Method: We isolated peripheral blood mononuclear cells (PBMC) of 30 healthy controls, 36 patients with untreated Hashimoto’s thyroiditis (HT), and 30 patients with newly onset Graves’ disease (GD). TLR mRNA, protein expression, TLR ligands, and TLR adaptor molecules were measured using real-time PCR, Western blot, flow cytometry, and enzyme-linked immunoassay (ELISA). PBMC was simulated with TLR agonists. The effects of TLR agonists on the viability of human PBMC were evaluated using the MTT assay. The supernatants of cell cultures were measured for the pro-inflammatory cytokines, IL-6, TNF-α and IL-10 by ELISA.

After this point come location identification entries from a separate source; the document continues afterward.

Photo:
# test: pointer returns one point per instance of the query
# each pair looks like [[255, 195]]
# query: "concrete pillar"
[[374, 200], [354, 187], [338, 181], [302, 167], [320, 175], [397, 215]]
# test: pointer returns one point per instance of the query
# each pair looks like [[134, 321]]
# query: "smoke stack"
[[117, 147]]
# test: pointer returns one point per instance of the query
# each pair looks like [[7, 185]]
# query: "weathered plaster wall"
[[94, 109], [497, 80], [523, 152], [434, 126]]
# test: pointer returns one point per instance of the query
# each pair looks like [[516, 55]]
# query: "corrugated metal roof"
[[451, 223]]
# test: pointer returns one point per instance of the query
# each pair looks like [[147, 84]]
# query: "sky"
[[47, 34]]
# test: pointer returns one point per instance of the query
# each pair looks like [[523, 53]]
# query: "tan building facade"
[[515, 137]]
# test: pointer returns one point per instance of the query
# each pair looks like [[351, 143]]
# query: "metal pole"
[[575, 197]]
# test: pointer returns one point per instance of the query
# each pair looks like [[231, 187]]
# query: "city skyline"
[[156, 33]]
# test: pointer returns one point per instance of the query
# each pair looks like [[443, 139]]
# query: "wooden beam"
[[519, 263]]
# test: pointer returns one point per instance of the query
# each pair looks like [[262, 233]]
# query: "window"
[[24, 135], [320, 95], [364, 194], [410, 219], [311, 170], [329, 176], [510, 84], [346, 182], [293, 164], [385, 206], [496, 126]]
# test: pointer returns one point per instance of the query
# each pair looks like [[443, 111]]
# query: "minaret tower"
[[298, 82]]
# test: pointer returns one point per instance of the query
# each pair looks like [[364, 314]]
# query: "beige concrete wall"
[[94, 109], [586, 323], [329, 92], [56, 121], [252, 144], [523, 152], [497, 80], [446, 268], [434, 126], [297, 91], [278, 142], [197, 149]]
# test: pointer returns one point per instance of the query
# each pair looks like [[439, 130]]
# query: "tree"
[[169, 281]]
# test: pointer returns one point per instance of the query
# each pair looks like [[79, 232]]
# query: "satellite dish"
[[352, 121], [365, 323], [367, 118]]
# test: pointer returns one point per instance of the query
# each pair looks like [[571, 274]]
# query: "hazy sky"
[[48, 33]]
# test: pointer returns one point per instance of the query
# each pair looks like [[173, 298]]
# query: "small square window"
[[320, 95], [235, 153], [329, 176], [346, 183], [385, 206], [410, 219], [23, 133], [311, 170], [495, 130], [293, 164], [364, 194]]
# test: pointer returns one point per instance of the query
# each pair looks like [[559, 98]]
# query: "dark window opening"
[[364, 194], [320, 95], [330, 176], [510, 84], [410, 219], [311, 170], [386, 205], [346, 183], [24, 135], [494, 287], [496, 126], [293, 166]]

Results: TLR2, TLR3, TLR9, and TLR10 mRNA were significantly increased in AITD patients compared with controls. TLR2, TLR3, TLR9, HMGB1, and RAGE expression on monocytes was higher in patients than control at baseline and TLR agonists stimulation. The release of TNF-a and IL-6 was significantly increased in PBMCs from AITD patients with TLR agonists, while IL-10 was significantly decreased. Downstream targets of TLR, myeloid differentiation factor 88 (MyD88), myeloid toll/interleukin (IL)-1 receptor (TIR)-domain containing adaptor-inducing interferon-β (TRIF) were significantly elevated in AITD patients. Levels of TLR2 ligands, HMGB1 and HSP60 were significantly elevated in AITD patients compared with those in controls and positively correlated with TgAb and TPOAb, while sRAGE concentration was significantly decreased in AITD patients. 
Conclusion: In conclusion, this work is the first to show that TLR2, TLR3, and TLR9 expression and activation are elevated in the PBMCs of patients with AITD and TLRs may participate in the pathogenesis of AITD.